At this point, it may be useful to note the difference between relevance and precision in search testing. The best description of the difference between the two that I have read is the following, from an article entitled Testing Search for Relevancy and Precision, by John Ferrara:
Precision is the ability to retrieve the most precise results. Higher precision means better relevance and more precise results, but may imply fewer results returned. For a query, recall means the ability to retrieve as many documents as possible that match or are related to a query.
Recall may be improved by linguistic processing such as lemmatization, spell-checking, and synonym expansion. In information retrieval, there’s a classic tension between recall and precision. Specifying more recall (trying to find all the relevant items), you often get a lot of junk.

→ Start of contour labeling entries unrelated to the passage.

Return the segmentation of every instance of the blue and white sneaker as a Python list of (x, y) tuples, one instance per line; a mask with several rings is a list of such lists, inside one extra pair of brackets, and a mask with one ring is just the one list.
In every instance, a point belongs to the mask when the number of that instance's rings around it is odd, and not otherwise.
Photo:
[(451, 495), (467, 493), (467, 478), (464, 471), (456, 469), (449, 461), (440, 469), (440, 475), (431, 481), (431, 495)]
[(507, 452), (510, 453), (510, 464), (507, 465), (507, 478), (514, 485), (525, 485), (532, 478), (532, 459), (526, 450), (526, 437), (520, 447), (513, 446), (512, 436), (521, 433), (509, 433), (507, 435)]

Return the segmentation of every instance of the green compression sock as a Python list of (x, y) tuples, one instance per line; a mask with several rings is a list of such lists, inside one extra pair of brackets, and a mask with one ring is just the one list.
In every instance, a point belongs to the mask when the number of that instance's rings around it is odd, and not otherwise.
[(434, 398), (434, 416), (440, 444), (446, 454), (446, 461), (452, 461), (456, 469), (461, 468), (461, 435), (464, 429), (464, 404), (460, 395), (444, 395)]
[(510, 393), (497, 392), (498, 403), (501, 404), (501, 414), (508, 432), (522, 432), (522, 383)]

If you limit your search trying to find only precisely relevant items, you can miss important items because they don’t use quite the same vocabulary.
Getting the balance right between precision and recall is more art than science and is one of the areas where input from consultants who have engaged in other search implementations will prove particularly valuable.
In trying to get this balance right and running what we expect to be “typical” queries, we knowledge management professionals tend to over-estimate the sophistication of our users. In my firm, a review of the search strings that users actually ran (which we could of course only examine after launch) showed that most users tend to use only a few words, and generally without using quotation marks to search specific terms. I suggest that you prepare your test cases accordingly.
The best course is to go to several lawyers who you know are supportive of your project and review your draft use cases with them, to confirm that these are the types of searches that they might reasonably anticipate running.
Next, you need to get your pilot testers to run those use cases with you standing over their shoulder, watching what they actually do and recording their results. This will serve two purposes. First, it will allow you to see how users actually use the search engine in “real life.” You’ll also see the “mistakes” they make, and be able to adjust your training accordingly.
Second, once you launch your engine, you will want to go back and run the same searches from those use cases and confirm that you get the same results as when you were in pilot testing. It’s possible that those results may vary after launch and, if so, you’ll want empirical data to study and take to the vendor, if needs be.
Once you’ve done your testing, tweaked your settings, and made all the other technical, behind-the-scenes changes you need to make, you’re ready for roll-out. That will be the subject of my last posting in this series.